Teaching in higher education follows predictable patterns. The fall semester begins a process of renewal. The incoming first years arrive first, filled with youthful fear and excitement for this big adventure. Then they are joined by the returning students (hopefully) refreshed and bringing with them a bevy of new experiences after a summer away. Then the semester begins.

This time of year is the reverse. Most students have been racing to finish exams so that they can head home, leave for a study abroad program, or get started on a summer job. But the minority of students who have been around the longest are now the ones filled with fear and excitement as they prepare to leave this space they have made their home for the last few years, on to new and uncertain worlds. Some rush to finish, while others linger, not ready for this time to end. A celebration of their accomplishments and a period tinged with sadness.

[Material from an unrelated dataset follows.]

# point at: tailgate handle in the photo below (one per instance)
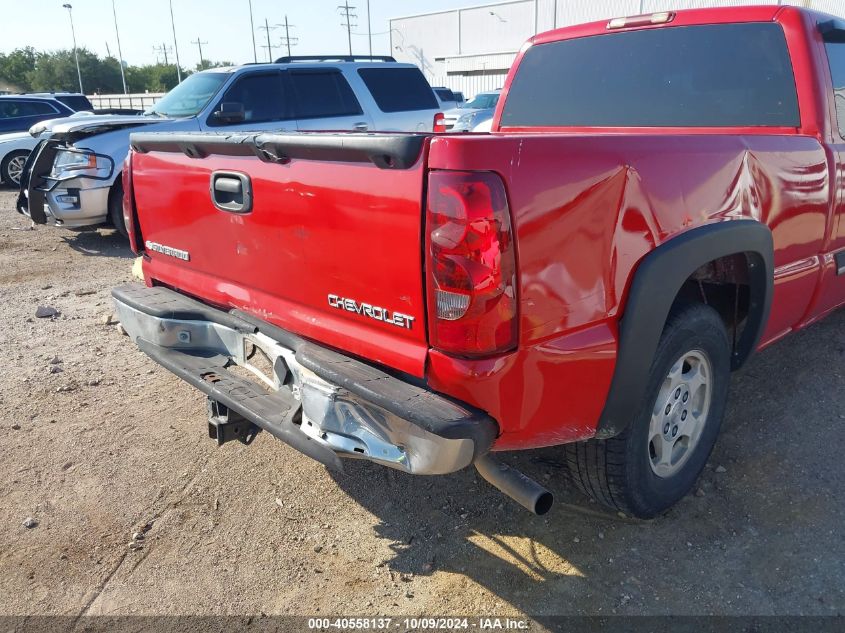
(231, 191)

What you don’t expect working around so many young people is for the experience to be colored by death, but that is just what happened this week.

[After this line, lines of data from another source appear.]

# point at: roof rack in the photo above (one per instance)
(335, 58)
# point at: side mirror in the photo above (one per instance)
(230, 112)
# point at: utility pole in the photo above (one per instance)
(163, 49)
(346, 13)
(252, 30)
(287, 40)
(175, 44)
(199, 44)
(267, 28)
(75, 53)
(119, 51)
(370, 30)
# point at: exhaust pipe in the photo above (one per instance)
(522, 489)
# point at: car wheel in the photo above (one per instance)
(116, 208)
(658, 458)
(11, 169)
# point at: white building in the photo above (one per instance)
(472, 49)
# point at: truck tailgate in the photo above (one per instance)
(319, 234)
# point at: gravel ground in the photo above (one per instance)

On Thursday morning I received a message that the roommate of two of my students had died.

Truman is a small community, and these two students had been brought to the Jewish Student Union’s Passover Seder this year, so I immediately feared the worst. A few hours later those fears were confirmed Jehoshua Casey, the president of JSU had been killed in a car accident the night before while driving through a small town in Southern Iowa.

Josh was 20 years old, and preparing to study abroad in Indonesia.

Grief rippled through the Truman community. The Jewish Student Union organized a candlelight vigil that took place in a steady drizzle on Thursday night. By my estimate 150 people showed up, mostly students and some faculty, and more would have been there had they not already left campus for the term. People with no experience reading Hebrew stumbled through transliterated Hebrew prayers, followed by a more confident recitation of the English translation. Then people took turns offering remembrances of an impulsive and gregarious young man who was always looking to get people involved. An outgoing person who wanted nothing more than to be involved in whatever was happening. Someone who was president of Jewish Student Union, ran multiple events in track, played on the ultimate team, and was a member of Truman’s ROTC program—on top of being a full-time student. Who invited near-strangers to go on Spring Break trips and who spent the weekend before Finals going on a trip to the Kentucky Derby. I have no idea what he was doing in Iowa, but since there were no finals on Wednesday, I can imagine that he had been on some adventure and was on his way back to campus to finish off the semester.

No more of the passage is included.